The Problem
AI changes faster than organizations can absorb it.
You can see the capability. What you can’t see is whether your company is keeping up with it — or absorbing it unevenly. Your technology leaders are deploying. Your people are uneasy. Your board wants the return. And no one can hand you a single, trustworthy picture of how it all adds up.
That gap — between what AI can do and what your organization can actually absorb — is where AI investments fail. Not because the technology doesn’t work, but because nothing holds the decisions together while the company moves in a dozen directions at once.
What We DO
We give leadership one coherent picture and the confidence to act on it.
We read the live labor market and your own organization and resolve the noise into a single, evidence-backed view: where AI should go, what changes for your people, what value to expect, and whether it worked.
Leaders decide faster, because they’re working from one picture instead of a different one from every function. And more of those decisions pay off, because the system aims capability at the work most ready to absorb it — not what demoed best.
Each decision is captured as a Unit of Potential: a specific human + AI work configuration, with the value, the workforce impact, the evidence, and the confidence attached. A decision you can defend, not a guess you hope holds.
Adoption tells you what shipped.
r.Potential tells you what worked.
The Foundation
The Global Labor Graph
r.Potential begins with the most comprehensive live map of how AI is actually meeting work — across more than seven million companies, nearly two billion workers, and every major AI vendor.
From that map, we produce something small enough to act on: a curated, ranked set of the AI decisions most relevant to your company right now. The whole field of work, narrowed to the few moves that matter for you.
And it never sits still. The set re-sorts as your business changes and as evidence comes in — every governed deployment strengthens the map and sharpens what it recommends next.
That compounding is the part no one can shortcut. Not the map itself, but the evidence of what actually converts — which only accumulates by being the system the decisions run through.
The Same System Serves Both Sides
One coherent view of how AI becomes work.
The map that gives enterprise leaders a coherent picture gives AI and workforce suppliers a clearer one of their own: where demand is forming, which work configurations are ready to absorb new capability, and where deployment evidence shows value actually converting.

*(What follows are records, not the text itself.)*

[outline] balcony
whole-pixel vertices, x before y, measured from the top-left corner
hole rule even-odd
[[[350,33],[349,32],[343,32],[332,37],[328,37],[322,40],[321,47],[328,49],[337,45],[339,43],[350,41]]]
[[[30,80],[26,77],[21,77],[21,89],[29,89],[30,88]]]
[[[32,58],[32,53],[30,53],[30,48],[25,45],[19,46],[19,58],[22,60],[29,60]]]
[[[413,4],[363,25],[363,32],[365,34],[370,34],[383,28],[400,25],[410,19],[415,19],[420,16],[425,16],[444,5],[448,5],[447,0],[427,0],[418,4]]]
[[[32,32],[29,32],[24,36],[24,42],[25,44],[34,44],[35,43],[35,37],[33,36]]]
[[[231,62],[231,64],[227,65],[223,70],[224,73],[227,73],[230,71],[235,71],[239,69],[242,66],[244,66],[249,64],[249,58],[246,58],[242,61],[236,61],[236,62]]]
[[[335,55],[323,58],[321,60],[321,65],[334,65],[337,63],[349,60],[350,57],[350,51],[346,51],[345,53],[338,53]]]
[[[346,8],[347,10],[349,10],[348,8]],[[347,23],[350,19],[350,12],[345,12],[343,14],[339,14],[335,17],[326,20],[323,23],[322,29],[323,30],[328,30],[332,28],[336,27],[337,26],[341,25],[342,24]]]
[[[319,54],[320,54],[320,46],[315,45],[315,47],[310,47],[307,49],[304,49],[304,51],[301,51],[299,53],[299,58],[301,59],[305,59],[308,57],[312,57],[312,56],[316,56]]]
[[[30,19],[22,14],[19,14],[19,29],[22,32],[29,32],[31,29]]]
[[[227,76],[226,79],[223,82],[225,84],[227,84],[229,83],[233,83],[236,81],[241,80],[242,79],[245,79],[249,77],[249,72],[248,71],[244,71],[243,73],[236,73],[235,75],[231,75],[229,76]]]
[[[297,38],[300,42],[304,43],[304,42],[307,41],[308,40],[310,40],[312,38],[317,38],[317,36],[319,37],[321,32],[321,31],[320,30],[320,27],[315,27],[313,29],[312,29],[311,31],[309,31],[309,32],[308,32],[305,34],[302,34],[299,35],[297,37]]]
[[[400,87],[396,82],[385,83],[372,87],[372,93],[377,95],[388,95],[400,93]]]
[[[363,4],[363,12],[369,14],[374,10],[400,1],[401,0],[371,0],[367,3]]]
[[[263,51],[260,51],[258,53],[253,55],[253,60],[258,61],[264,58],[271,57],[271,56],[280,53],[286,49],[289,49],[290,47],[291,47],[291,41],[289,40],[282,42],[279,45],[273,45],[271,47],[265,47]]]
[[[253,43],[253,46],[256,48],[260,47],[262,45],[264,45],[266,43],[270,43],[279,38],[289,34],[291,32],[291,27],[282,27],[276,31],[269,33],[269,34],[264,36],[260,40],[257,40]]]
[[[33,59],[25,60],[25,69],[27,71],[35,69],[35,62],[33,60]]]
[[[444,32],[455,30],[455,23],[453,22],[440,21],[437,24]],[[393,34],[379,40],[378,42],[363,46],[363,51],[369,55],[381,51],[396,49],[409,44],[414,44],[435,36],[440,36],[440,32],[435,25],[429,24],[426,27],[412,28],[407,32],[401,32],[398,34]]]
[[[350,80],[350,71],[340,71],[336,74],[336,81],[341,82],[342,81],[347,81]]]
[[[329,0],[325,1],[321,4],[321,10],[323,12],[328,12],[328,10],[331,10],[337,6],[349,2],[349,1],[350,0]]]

Enterprises get better decisions. Suppliers get higher deployment yield. Both get one coherent view of how AI becomes work.
Why you can trust It
A picture this powerful only matters if it’s honest.
r.Potential's scoring methodology is independently governed across AI vendors, workforce partners, and commercial participants.
Nothing buys its way into a recommendation. A configuration earns its place through evidence, performance, workforce fit, and proof confidence — or it does not appear.
That's the difference between a recommendation and an advertisement. It's why boards, investors, customers, workers, and regulators can act on what we produce.